Sorry about your baby, goats can find the most ridiculous ways to get hurt. I have treated kids with pneumonia and have never had them not be able to stand, and some of them have been really sick 107° fevers. They will have a lack of energy and might sleep a lot, but they can still stand.  I would get her to a vet but in the meantime do you have any Banamine you could give her? It could be a serious injury, or hopefully just some swelling and maybe some Prednisone or a anti-inflammatory would help.


----------



## babsbag (Oct 18, 2016)

Also, a good way to prop them up is between two hay bales.


----------



## Latestarter (Oct 18, 2016)

Greetings and welcome to BYH. So sorry your kid goat got hurt. Hope she recovers fully. She may have swelling around the nerves in her neck, causing the inability to stand. As Babs said, banamine (pain reliever/anti inflammatory) should help with that as long as there's no permanent damage. I believe you could also give her just plain aspirin... you'd need to determine how many based on her weight.  http://www.thegoatspot.net/forum/f186/aspirin-dosage-goats-112236/  <---one of many links.
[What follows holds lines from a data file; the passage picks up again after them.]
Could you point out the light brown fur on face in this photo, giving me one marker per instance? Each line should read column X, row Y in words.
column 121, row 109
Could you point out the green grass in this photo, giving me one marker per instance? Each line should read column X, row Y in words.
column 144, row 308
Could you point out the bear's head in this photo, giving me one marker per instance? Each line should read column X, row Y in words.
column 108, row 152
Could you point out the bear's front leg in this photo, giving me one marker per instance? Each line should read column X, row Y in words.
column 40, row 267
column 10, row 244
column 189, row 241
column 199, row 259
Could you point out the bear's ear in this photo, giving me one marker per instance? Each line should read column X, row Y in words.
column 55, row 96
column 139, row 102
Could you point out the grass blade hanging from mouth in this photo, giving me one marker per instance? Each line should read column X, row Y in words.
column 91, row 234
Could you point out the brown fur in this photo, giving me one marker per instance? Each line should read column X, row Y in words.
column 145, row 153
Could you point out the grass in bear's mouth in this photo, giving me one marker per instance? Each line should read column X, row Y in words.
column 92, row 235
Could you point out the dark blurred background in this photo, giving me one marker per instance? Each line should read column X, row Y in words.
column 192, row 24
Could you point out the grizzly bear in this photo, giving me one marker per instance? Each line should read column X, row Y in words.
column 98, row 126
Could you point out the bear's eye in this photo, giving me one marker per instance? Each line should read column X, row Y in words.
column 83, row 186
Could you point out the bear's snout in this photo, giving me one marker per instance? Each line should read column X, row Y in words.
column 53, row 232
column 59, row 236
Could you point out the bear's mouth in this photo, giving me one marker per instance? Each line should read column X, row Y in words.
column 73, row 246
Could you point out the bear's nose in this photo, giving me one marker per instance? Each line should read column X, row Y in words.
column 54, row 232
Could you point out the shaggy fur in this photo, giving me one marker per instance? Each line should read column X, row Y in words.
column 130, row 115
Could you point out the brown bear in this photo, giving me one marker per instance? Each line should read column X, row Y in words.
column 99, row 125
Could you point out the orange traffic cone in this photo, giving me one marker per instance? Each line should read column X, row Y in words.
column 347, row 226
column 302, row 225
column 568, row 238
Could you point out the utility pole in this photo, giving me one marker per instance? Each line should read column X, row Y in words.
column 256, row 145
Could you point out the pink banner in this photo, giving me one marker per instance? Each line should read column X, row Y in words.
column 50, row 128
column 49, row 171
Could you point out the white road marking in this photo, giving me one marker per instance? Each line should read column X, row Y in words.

Please let us know how things go.


----------



## Karen Bowen (Oct 18, 2016)

Thank you so much for your replies! I have her separated off with her mum, and have used the hay bale technique, much to her delight - she looks so happy snuggled in there!!! And this afternoon I helped her up and she had a little walk around while I supported her tummy   I was veering towards the swelling idea too, as she could wriggle her legs around so much when she wanted to, and hopefully that's it! I was ready to call the vet out when she couldn't get up this morning but she is so much better now  When I helped her up yesterday she did a little baa of not being happy and just collapsed, but today no baa and she just looked around and her legs started walking - such a lovely moment!!!


----------



## Karen Bowen (Oct 18, 2016)

PS - I will take some photos of her tomorrow  We were so not expecting the 'walk' we didn't have a camera ready!!


----------



## babsbag (Oct 18, 2016)

So happy that she seems to be getting better. Can't wait to see pictures.


----------



## norseofcourse (Oct 18, 2016)

Welcome to Backyard Herds and I hope she continues to improve!


----------



## Latestarter (Oct 18, 2016)

That's awesome news! So glad she seems to be getting better. Please still keep an eye on her as her neck will be weak/swollen/sore for a little bit and it will most likely be easier for her to get re-injured. Hope you'll keep us posted as she improves.


----------



## Karen Bowen (Oct 22, 2016)

Hi - hopefully my attempt at including photos works 
Here she is....our litte Eva who is now trotting after mum around the 'nursery field' where we have separated them  The picture of her eating hay with mum was the first day she could stand on her own so excuse the state of her rear end!!! She is very very thin, easily pushed over (by mum when there's leaves on offer!!) and stands a 50 50 chance of getting up on her own, but she is eating like a horse and every day she is stronger. You are right about her neck - just after I posted that she was able to walk a little bit I noticed she couldn't stretch her neck down to the floor, and flexed her neck as if it was really stiff.....I haven't given her anything for it as she has been improving steadily and is fine with a hay bale sat in front of her nose - I do believe swelling etc....is there for a reason, to protect the nerves and help them heal....as long as they're not suffering, obviously. We have discovered she loves chestnuts, which we have gradually increased in quanitity and she's now devouring them by the handfulls!! It's been great seeing her recover, and also great to make friends with her, as before she was quite skittish but now runs up for cuddles  Thank you so much for all your support and advice - it has been such a help. I will hopefully post some more photos of her in a few weeks time with a much rounder tummy


----------



## Ferguson K (Oct 22, 2016)

Great news! Glad she's recovering well.


----------



## TAH (Oct 22, 2016)

She is cute!
Glad she is recovering well


----------



## Hens and Roos (Oct 22, 2016)

Glad to hear she is getting better!  Cute pictures


----------



## babsbag (Oct 22, 2016)

I think those little fluffy haired goats are the cutest. I had considered some myself until I talked to someone about the shearing, grooming, etc. Alot of work, but still adorable. I am really glad that she is getting better. That is the best news to read. 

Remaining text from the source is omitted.